Poolsideが「Laguna M.1」公開 — エージェントコーディングに特化した225B MoEモデル

コーディング特化型AI企業のPoolsideが、長時間のエージェントコーディングに最適化したオープンモデル「Laguna M.1」をApache 2.0ライセンスで公開した。

主なスペックは以下の通り:

  • アーキテクチャ: 70層のスパースMoE(Mixture of Experts)
  • パラメータ: 総計225B、アクティブ23B
  • エキスパート数: 256(top-k=16)
  • コンテキスト長: 256K
  • 推論とツール使用をインターリーブする設計で、長期的なコーディングタスクに強みを持つとされる

Poolsideはまた、Apple Silicon(M3 Max 128GB)上で3-bit MLXビルドを公開し、約26 tok/s、ピークメモリ約100GBで動作することを示した。高額なGPUクラスターがなくても、ローカル環境での実行が視野に入るサイズ感だ。

OpenAI Codexに「Record & Replay」追加 — 作業を一度見せるだけで自動化

OpenAIは6月18日、Codexの新機能「Record & Replay」を公開した。ユーザーがMac上で作業手順を一度実演すると、Codexがその操作を分析し、再利用可能なスキルとして記憶する仕組みだ。

いわば「やって見せるだけで自動化ができる」アプローチで、従来のような明示的なスクリプト記述やプロンプトチューニングを不要にする。AIが人間の作業パターンから学習し、再現可能な手順に変換する点が特徴的だ。

日本のITmediaも速報で伝えており、実用段階での注目度の高さがうかがえる。

エージェント開発ツールの競争激化 — Cursor、Claude Code、Devinも続々

Codexの新機能だけでなく、同日に複数の開発ツール企業がエージェント自動化機能を発表しており、市場の競争が急速に激化している。

Cursorは「/automate」機能をローンチした。自然言語でタスクを記述すると、Cursorがトリガー、指示、ツールを自動設定する。Slackの絵文字トリガーやGitHubトリガー、クラウドエージェントでのコンピュータ操作にも対応する。

Claude Code(Anthropic)は「Artifacts」機能を追加し、エージェントが作業中のコードを共有可能なライブページとして出力できるようになった。社内ではすでにアーキテクチャ変更の共有やプロトタイプ提示に活用されているという。

Devin(Cognition)は、コードレビュー機能に自動セキュリティレビューを統合した。また、AppSec領域での「発見」と「修正」の分断を埋める「Devin for Security」も展開しており、セキュリティレビューがエージェントの第一級タスクになりつつある。

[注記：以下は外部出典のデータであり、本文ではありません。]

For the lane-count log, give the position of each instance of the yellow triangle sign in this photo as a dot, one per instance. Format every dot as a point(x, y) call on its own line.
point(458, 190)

これら一連の動きは、AI開発の中心が「モデル単体」から「モデル+ハーネス+メモリ+SCM」の統合システムへと明確に移行していることを示している。

Artificial Analysisが新ベンチマーク「AA-Briefcase」公開

評価機関のArtificial Analysisは、実際の知識労働を模した新ベンチマーク「AA-Briefcase」を公開した。複数週にわたるプロジェクト、数千の断片的入力、Slack・メール・ドキュメントのコーパスを扱い、財務モデルや取締役会資料の作成などを評価する、より現実に近い設計だ。

結果のハイライト:

モデル Elo タスクあたりコスト
Claude Fable 5 1587 $31.00
Opus 4.8 1356 $10.40
GLM-5.2 1266 $2.40
GPT-5.5 xhigh $3.68

最上位モデルでも全評価基準を満たしたのはわずか**3%**のタスクに留まっており、現実の長期タスクではまだ人間の介入が不可欠であることが浮き彫りになった。一方で、GLM-5.2は低コストながらトップクラスに肉薄しており、コストパフォーマンスの面で注目される。